Purdue partnered with HP and Intel on Rice. The new cluster consists of HP compute nodes with two 10-core Intel Xeon-E5 processors (20 cores per node) and 64 GB of memory. The cluster features a Mellanox 56 Gb FDR Infiniband interconnect and a Lustre parallel file system built on Data Direct Networks' SFA12KX EXAScaler storage platform.

Rice is designed for tightly coupled science and engineering applications, the largest portion of the high-performance computing work done at Purdue’s West Lafayette campus. At the same time, ITaP Research Computing is adding two smaller clusters designed for memory-intensive applications and high-throughput serial work.

Snyder, the big memory system, consists of HP compute nodes with two 10-core Intel Xeon-E5 processors and 256 GB of memory and has 40 Gbps Ethernet connections. The Snyder cluster is built for expansion and the plan is to add nodes each year as demand, grows, particularly for the life sciences research emphasized in President Mitch Daniels' Purdue Moves initiative.

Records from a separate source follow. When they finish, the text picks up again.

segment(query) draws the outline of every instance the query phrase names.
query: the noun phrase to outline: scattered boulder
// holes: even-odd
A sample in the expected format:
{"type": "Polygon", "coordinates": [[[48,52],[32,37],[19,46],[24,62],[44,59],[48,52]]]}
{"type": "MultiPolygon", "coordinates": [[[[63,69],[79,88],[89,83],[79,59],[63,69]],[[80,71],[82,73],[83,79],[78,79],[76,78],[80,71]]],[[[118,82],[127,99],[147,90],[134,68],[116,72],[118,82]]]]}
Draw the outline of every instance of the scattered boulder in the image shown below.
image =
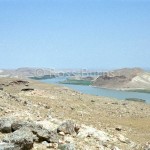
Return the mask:
{"type": "Polygon", "coordinates": [[[57,131],[51,131],[49,135],[49,142],[51,143],[58,143],[59,136],[57,134],[57,131]]]}
{"type": "Polygon", "coordinates": [[[2,86],[0,86],[0,91],[3,91],[3,87],[2,86]]]}
{"type": "Polygon", "coordinates": [[[66,121],[57,128],[57,132],[64,132],[65,134],[74,134],[75,124],[70,120],[66,121]]]}
{"type": "Polygon", "coordinates": [[[74,143],[61,144],[58,146],[60,150],[76,150],[74,143]]]}
{"type": "Polygon", "coordinates": [[[3,141],[17,145],[19,150],[30,150],[33,148],[33,133],[28,128],[21,128],[10,135],[7,135],[3,141]]]}
{"type": "Polygon", "coordinates": [[[12,121],[13,120],[8,119],[8,118],[0,119],[0,132],[10,133],[12,131],[11,129],[12,121]]]}
{"type": "Polygon", "coordinates": [[[19,147],[10,143],[0,143],[0,150],[20,150],[19,147]]]}
{"type": "Polygon", "coordinates": [[[129,141],[128,138],[124,137],[123,135],[119,134],[118,135],[118,140],[122,143],[130,144],[131,142],[129,141]]]}
{"type": "Polygon", "coordinates": [[[34,91],[33,88],[23,88],[21,89],[21,91],[27,92],[27,91],[34,91]]]}

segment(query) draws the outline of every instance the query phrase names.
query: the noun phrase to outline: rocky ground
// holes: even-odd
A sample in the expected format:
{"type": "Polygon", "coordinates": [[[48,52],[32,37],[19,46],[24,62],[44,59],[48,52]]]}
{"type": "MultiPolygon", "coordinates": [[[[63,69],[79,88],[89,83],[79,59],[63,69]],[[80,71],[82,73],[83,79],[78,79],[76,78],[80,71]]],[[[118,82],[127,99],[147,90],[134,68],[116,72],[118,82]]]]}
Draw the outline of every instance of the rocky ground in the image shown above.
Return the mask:
{"type": "Polygon", "coordinates": [[[149,150],[150,105],[0,79],[0,150],[149,150]]]}

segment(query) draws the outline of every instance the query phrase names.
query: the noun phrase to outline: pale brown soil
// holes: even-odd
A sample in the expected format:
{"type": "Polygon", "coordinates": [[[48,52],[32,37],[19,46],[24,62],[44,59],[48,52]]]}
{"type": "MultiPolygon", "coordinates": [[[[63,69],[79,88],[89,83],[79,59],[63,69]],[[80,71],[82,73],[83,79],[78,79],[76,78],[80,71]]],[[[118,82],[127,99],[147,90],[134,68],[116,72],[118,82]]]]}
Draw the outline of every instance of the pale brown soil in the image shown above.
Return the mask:
{"type": "MultiPolygon", "coordinates": [[[[12,80],[16,79],[2,78],[0,83],[8,84],[12,80]]],[[[33,80],[30,80],[29,87],[35,88],[34,91],[22,92],[24,87],[9,85],[4,87],[4,91],[32,102],[34,105],[31,111],[37,120],[51,115],[60,120],[72,119],[79,124],[103,129],[111,134],[119,134],[120,131],[115,128],[121,126],[121,133],[136,143],[146,143],[150,139],[149,104],[81,94],[66,87],[33,80]]],[[[1,117],[11,115],[15,111],[30,110],[29,105],[15,100],[8,103],[3,97],[0,98],[0,106],[6,106],[8,110],[1,110],[1,117]]]]}

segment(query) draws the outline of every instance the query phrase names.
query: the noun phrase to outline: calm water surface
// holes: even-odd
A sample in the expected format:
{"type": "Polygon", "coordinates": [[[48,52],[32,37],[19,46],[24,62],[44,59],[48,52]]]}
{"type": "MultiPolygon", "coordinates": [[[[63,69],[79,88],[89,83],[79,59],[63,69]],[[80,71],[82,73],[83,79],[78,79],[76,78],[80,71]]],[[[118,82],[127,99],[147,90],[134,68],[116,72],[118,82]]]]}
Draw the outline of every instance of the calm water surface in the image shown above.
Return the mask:
{"type": "Polygon", "coordinates": [[[54,78],[54,79],[47,79],[41,81],[46,83],[53,83],[61,86],[66,86],[86,94],[117,98],[120,100],[124,100],[126,98],[140,98],[146,100],[147,103],[150,103],[150,94],[148,93],[116,91],[116,90],[103,89],[103,88],[97,88],[91,86],[83,86],[83,85],[59,84],[59,81],[64,81],[64,80],[65,78],[54,78]]]}

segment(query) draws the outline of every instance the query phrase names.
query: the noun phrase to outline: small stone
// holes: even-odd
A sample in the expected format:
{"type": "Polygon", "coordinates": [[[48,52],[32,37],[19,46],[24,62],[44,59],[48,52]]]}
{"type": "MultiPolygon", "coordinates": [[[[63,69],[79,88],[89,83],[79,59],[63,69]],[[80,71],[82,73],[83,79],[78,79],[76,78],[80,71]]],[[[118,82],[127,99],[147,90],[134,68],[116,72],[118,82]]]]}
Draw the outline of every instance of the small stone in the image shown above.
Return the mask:
{"type": "Polygon", "coordinates": [[[57,128],[57,132],[64,132],[65,134],[74,134],[75,124],[72,121],[66,121],[57,128]]]}
{"type": "Polygon", "coordinates": [[[59,134],[59,135],[62,135],[62,136],[65,136],[65,133],[64,133],[64,132],[59,132],[58,134],[59,134]]]}

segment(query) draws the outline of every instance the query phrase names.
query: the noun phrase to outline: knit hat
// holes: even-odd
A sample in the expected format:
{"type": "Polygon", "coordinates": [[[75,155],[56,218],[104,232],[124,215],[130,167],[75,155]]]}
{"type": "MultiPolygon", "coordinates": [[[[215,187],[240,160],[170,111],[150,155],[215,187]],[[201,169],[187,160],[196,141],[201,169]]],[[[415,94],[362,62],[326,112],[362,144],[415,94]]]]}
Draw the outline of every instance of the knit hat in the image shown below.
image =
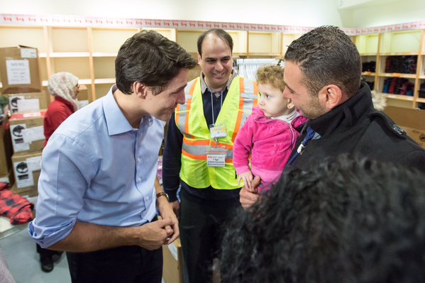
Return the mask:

Hammer, the high-throughput cluster, consists of HP DL60 compute nodes with two 10-core Intel Xeon-E5 processors, 64 GB of memory and 10 Gbps Ethernet connections. The Hammer cluster also is built with annual expansion in mind.

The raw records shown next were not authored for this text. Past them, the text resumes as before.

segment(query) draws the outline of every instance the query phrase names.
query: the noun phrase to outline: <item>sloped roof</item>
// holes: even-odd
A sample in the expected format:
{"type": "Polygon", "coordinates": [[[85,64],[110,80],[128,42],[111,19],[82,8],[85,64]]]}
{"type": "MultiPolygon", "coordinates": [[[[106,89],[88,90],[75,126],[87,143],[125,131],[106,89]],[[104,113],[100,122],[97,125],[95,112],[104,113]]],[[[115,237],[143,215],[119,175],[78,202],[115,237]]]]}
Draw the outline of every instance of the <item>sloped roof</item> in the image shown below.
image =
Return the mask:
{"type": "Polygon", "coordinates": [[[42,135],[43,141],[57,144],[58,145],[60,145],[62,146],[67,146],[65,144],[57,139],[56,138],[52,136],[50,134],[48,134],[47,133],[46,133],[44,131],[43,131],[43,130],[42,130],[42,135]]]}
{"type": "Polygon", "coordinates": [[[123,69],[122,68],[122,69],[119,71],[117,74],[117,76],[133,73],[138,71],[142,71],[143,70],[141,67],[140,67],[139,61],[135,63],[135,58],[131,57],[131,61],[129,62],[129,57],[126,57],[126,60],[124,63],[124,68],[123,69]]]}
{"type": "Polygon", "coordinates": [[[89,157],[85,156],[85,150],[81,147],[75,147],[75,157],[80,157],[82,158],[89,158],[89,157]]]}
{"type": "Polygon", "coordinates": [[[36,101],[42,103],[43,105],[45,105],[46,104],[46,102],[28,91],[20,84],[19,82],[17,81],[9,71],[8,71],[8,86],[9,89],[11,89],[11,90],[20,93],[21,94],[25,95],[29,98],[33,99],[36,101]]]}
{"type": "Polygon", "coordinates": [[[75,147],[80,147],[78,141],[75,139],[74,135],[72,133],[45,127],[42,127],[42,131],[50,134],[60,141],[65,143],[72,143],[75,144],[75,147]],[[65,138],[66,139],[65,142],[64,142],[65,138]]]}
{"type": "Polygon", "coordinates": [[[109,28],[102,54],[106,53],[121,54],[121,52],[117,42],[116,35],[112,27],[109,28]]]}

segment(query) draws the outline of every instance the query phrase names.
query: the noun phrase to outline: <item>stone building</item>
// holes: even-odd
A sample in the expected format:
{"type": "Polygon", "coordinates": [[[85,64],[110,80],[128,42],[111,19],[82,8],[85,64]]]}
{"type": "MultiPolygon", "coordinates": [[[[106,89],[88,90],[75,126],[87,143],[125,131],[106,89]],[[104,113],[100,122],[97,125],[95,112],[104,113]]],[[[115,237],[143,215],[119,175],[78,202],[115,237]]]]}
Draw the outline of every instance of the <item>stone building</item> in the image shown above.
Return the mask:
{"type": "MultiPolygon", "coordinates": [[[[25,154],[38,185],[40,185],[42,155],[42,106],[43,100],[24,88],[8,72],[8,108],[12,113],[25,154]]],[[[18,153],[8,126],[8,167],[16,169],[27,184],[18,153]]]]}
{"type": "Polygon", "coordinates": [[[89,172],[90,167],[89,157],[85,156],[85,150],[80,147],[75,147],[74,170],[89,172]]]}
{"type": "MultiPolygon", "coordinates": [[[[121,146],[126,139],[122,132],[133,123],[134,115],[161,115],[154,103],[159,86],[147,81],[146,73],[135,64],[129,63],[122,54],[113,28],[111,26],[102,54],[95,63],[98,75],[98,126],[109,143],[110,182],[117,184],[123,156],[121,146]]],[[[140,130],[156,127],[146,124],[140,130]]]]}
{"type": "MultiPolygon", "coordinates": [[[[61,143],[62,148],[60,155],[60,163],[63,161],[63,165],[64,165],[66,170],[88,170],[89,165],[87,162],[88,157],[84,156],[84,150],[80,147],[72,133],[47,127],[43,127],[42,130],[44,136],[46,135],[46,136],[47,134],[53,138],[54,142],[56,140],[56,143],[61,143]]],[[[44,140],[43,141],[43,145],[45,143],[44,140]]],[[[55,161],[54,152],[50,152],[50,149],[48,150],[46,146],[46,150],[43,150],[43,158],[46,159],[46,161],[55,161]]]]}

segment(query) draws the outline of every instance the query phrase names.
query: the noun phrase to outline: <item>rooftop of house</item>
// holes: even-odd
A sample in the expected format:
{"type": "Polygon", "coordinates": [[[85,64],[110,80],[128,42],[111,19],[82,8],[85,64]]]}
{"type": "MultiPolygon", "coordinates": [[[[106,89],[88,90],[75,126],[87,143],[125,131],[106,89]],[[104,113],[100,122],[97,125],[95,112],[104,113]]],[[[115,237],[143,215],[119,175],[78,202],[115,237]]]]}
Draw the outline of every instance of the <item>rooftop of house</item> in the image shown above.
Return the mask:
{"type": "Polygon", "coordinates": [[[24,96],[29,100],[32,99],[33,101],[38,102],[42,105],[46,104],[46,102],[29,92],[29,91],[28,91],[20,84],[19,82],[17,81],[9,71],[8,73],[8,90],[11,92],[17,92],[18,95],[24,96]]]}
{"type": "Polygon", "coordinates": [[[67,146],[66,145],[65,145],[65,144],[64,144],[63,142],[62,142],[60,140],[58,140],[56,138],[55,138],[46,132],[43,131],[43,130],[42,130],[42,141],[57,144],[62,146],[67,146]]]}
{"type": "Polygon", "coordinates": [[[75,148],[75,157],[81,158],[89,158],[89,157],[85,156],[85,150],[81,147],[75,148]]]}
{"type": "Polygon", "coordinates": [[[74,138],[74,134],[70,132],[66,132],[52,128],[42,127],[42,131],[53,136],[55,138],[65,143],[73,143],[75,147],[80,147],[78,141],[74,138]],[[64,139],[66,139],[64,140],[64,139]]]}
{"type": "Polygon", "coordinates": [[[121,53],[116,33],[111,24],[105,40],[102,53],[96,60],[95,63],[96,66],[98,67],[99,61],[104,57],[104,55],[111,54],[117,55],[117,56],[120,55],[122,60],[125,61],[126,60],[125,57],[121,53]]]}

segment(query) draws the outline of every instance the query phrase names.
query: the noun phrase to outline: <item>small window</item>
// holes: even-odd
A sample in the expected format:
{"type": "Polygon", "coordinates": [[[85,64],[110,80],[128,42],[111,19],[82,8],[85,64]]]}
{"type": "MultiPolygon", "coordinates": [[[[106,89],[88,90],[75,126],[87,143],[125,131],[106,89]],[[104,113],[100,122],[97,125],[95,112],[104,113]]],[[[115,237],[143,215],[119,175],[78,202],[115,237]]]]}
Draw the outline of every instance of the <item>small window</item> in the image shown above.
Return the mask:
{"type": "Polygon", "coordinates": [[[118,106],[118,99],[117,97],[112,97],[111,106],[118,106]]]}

Purdue has a tradition of naming its clusters after the many computing pioneers in the University’s history.

Rice is named for John R. Rice, the W. Brooks Fortune Distinguished Professor Emeritus of Computer Science at Purdue. Professor Rice, one of the earliest faculty members of Purdue’s first-in-the-nation computer science program, is known for his research on numerical methods and problem solving environments for scientific computing as well as performance evaluation of mathematical software.

Snyder is named for the late Purdue agricultural economics Professor James Snyder, a pioneer in applying quantitative methods and computer modeling to agribusiness decision making.

The story behind Hammer’s name is a little different: it refers to the versatile tool Purdue Pete holds in his hands.